As announced on SENS, management has entered into a fixed income lease agreement over the 15 on Orange Hotel with industry doyens The Capital Hotels & Apartments Group, which will further reduce Spear’s exposure to variable portfolio income and will have a restorative impact on group earnings during the second half of FY2022.

Outlook and guidance

Management’s guidance for FY2022 is a DPS growth of 6% – 8% per share from FY2021 (based upon a no less than 80% pay-out ratio). This guidance is based on assumptions that include ongoing macroeconomic recovery, no third or fourth wave lockdowns, lease renewals per company forecasts, no major tenant failures, an improved trading environment that includes international travel, and a successful rollout of the Covid-19 vaccine with a high efficacy rate.

Management and the board remain significantly invested in Spear and are fully aligned with shareholder interest.

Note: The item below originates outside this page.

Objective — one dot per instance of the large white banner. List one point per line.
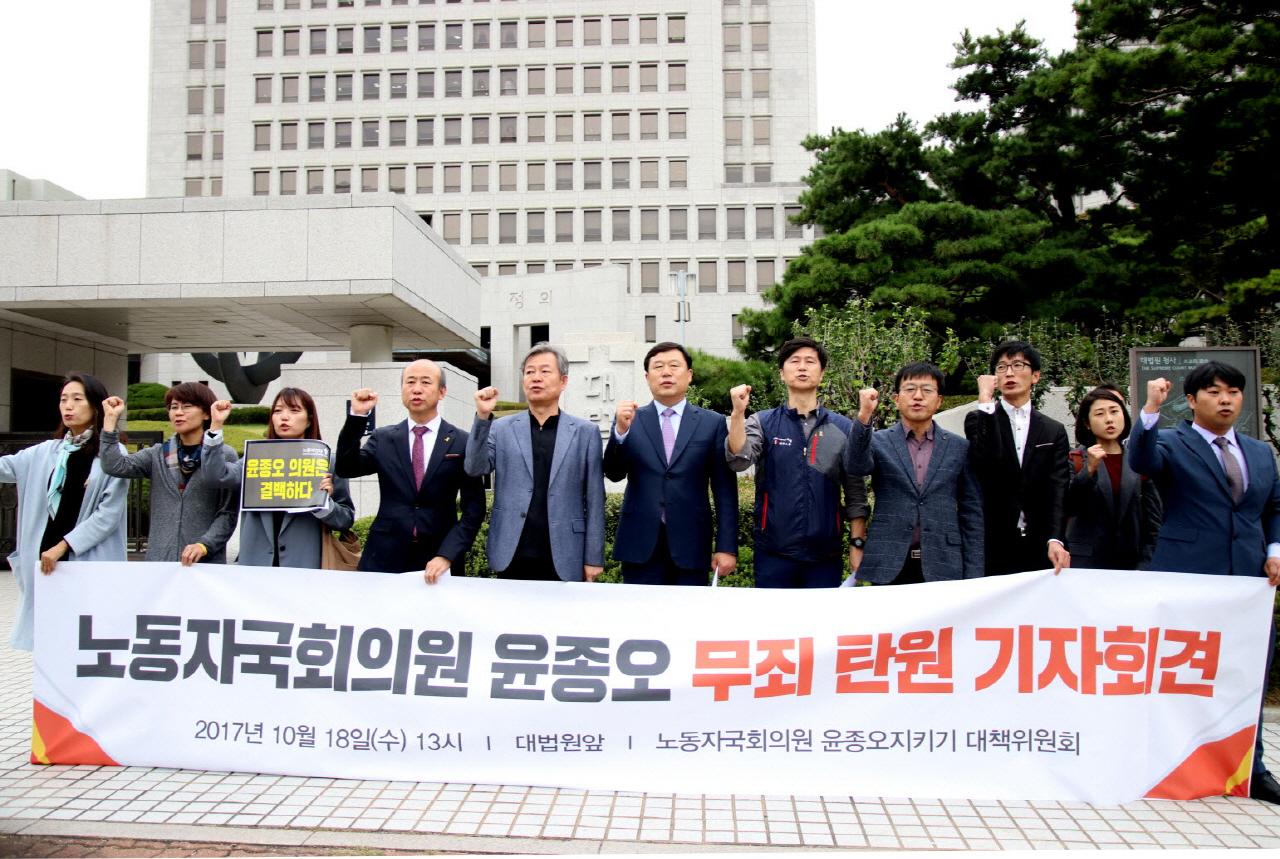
(1092, 685)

Management remains focused on rental preservation and growing cashflows as its hands-on asset management and tenant centric approach remains key to its operating strategy.

“Although the longer term economic effects of the pandemic on the real estate sector are difficult to predict, we are seeing signs of recovery as retail sales increase and restaurants, destination retail malls and airports become busier and busier, says Rossi. “I am incredibly proud of how in the face of a global pandemic and economic shutdown Spear’s portfolio occupancy rate has been 94% in FY2021 and our rental collections have been as robust as they have been to date. Our north star remains to be an authentic dividend paying REIT with a clear strategy to grow the Western Cape portfolio to a meaningful mid-cap size of R 15 billion with a market cap of R 10 billion over the next 5 years. We will however never sacrifice quality for quantity as we move closer to our asset value targets.”